Recent advances in artificial intelligence (AI) have opened up novel avenues for understanding the human experience across time. Among the most intriguing frontiers is the development of Historical Large Language Models (HLLMs) — language models trained on corpora of historical texts [5]. These models offer the potential to simulate plausible psychological responses and cultural representations from individuals who lived in past societies, effectively creating populations of ‘virtual ancestors’. An HLLM trained on a specific corpus — say, 18th-century French political tracts, or Qing dynasty administrative documents — can respond to prompts with outputs that reflect the linguistic and conceptual patterns present in its training data. These simulated responses can be interrogated using psychological instruments or thematic surveys, generating data that, while artificial, may reveal the distribution of beliefs or values latent in a cultural moment. One could, for instance, estimate levels of authoritarianism, concern for purity, or belief in free will.

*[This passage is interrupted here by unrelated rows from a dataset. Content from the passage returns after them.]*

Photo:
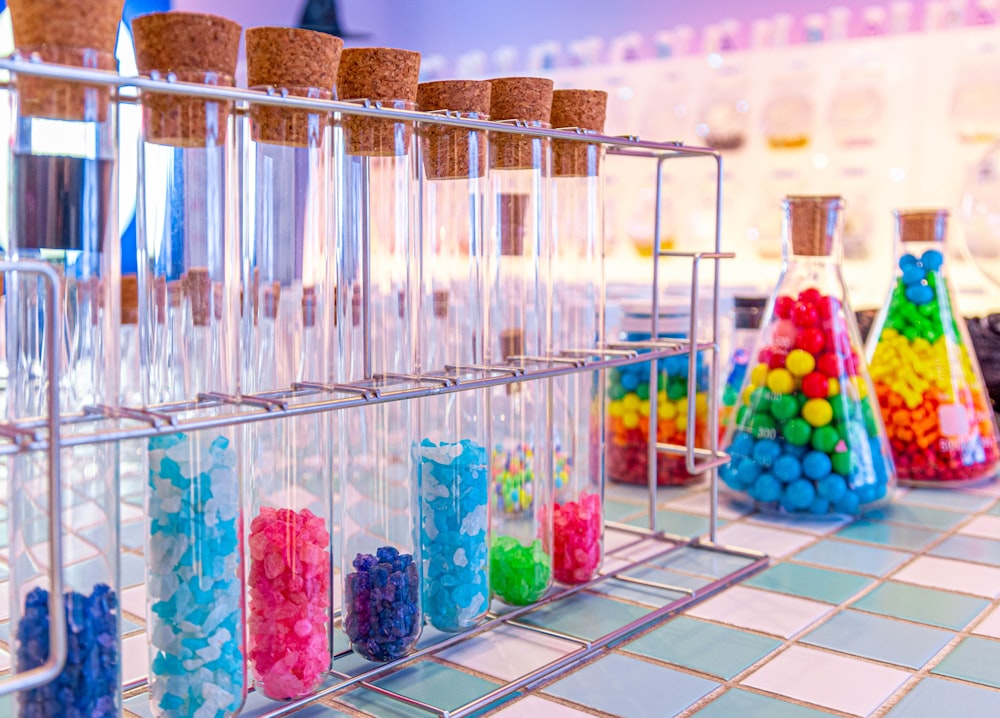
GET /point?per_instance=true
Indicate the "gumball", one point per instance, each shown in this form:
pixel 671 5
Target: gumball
pixel 805 314
pixel 810 340
pixel 783 306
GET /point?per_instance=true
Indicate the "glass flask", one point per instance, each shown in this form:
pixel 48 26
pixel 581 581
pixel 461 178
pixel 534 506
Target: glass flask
pixel 63 211
pixel 522 462
pixel 808 438
pixel 577 289
pixel 377 286
pixel 189 279
pixel 923 365
pixel 287 326
pixel 451 451
pixel 630 400
pixel 749 311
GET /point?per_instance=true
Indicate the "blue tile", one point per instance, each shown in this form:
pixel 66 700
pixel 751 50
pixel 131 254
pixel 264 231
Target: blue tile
pixel 820 584
pixel 923 516
pixel 923 605
pixel 701 562
pixel 745 704
pixel 969 548
pixel 871 560
pixel 936 697
pixel 701 646
pixel 626 686
pixel 585 616
pixel 910 538
pixel 675 522
pixel 881 639
pixel 975 659
pixel 425 681
pixel 948 499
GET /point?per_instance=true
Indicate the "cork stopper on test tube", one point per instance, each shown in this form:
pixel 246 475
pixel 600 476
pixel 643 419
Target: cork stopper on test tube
pixel 813 223
pixel 194 47
pixel 448 151
pixel 378 74
pixel 922 225
pixel 584 110
pixel 67 33
pixel 301 62
pixel 527 99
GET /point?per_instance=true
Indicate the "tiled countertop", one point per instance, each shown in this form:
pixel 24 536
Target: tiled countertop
pixel 897 614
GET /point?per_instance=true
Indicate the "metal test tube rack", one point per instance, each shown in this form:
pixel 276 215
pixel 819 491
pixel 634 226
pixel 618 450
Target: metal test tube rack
pixel 124 423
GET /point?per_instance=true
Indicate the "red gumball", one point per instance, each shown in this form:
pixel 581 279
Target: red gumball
pixel 816 385
pixel 811 340
pixel 828 364
pixel 783 306
pixel 810 296
pixel 804 314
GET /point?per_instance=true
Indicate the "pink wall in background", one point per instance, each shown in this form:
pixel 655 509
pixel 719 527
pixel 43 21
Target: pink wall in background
pixel 454 27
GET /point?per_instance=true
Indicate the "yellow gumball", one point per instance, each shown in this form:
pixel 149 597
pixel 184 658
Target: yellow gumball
pixel 800 362
pixel 780 381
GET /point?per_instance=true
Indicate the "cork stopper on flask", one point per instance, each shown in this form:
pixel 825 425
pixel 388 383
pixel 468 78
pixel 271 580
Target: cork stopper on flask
pixel 585 110
pixel 922 225
pixel 67 33
pixel 378 74
pixel 193 47
pixel 813 224
pixel 451 152
pixel 528 99
pixel 303 63
pixel 130 299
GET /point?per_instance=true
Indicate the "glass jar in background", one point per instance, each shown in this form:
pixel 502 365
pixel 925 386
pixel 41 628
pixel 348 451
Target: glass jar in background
pixel 377 290
pixel 576 253
pixel 631 399
pixel 287 327
pixel 808 438
pixel 451 455
pixel 522 462
pixel 927 379
pixel 63 194
pixel 189 280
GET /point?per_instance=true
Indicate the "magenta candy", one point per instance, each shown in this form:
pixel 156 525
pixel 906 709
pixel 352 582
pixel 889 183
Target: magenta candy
pixel 289 588
pixel 577 527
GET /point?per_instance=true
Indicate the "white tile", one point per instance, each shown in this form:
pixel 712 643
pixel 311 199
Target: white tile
pixel 699 504
pixel 986 526
pixel 762 611
pixel 829 680
pixel 991 625
pixel 134 601
pixel 535 707
pixel 135 658
pixel 772 541
pixel 508 652
pixel 951 575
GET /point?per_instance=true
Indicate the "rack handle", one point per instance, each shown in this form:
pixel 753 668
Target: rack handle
pixel 52 667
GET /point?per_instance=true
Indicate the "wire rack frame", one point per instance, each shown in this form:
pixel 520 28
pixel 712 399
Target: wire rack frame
pixel 118 423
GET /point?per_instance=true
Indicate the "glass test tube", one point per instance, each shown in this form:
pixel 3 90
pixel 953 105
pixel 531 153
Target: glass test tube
pixel 189 299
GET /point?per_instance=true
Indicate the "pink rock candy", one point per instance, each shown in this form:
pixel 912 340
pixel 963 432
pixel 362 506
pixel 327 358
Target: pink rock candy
pixel 289 587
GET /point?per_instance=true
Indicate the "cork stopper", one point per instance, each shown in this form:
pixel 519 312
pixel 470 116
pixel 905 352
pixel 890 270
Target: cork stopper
pixel 923 225
pixel 194 47
pixel 66 33
pixel 511 210
pixel 585 110
pixel 130 299
pixel 303 63
pixel 528 99
pixel 813 224
pixel 451 152
pixel 199 291
pixel 378 74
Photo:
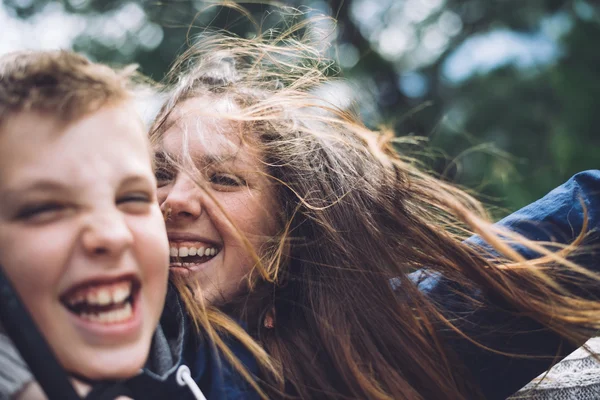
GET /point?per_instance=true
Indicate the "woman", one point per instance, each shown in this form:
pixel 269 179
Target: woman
pixel 291 215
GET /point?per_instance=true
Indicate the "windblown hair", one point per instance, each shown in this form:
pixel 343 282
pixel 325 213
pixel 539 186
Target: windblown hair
pixel 61 83
pixel 355 218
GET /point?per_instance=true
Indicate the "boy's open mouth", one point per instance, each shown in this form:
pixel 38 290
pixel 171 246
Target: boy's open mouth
pixel 185 256
pixel 104 303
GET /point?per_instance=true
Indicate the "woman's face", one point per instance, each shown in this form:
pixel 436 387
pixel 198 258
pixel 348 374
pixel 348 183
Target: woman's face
pixel 207 225
pixel 82 237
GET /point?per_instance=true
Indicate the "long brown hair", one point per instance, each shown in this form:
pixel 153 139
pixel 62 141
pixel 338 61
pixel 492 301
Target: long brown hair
pixel 355 217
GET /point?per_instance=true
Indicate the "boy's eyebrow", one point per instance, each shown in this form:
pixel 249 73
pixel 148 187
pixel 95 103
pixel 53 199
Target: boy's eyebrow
pixel 43 185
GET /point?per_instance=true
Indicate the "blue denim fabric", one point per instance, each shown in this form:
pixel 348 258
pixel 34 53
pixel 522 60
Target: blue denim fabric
pixel 557 217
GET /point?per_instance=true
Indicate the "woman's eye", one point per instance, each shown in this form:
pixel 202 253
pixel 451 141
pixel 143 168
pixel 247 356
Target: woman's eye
pixel 41 211
pixel 227 180
pixel 163 176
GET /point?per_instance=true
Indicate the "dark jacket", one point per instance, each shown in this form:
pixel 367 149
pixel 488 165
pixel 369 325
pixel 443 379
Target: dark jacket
pixel 557 217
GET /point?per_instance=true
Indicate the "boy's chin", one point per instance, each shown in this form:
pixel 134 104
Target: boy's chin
pixel 103 365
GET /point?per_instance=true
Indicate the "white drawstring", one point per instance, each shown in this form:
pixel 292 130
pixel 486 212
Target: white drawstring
pixel 184 378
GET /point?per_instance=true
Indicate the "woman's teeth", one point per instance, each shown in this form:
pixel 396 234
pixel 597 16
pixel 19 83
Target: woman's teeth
pixel 106 304
pixel 192 251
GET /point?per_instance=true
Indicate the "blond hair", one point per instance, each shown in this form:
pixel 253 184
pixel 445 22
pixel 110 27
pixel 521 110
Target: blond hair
pixel 62 84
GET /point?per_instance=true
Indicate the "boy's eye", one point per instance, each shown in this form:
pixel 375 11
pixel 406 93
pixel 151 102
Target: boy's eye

MonadGPT (https://huggingface.co /Pclanglais/MonadGPT) provides an example of what we have in mind. This is a fine-tuned version of the Mistral-Hermes 2 model, trained on a corpus of 11,000 early modern texts in English, French, and Latin, primarily sourced from Early English Books Online (EEBO) and Gallica. This model is designed to emulate the language and conceptual frameworks of the 17th c., offering insights into the discourse of that era.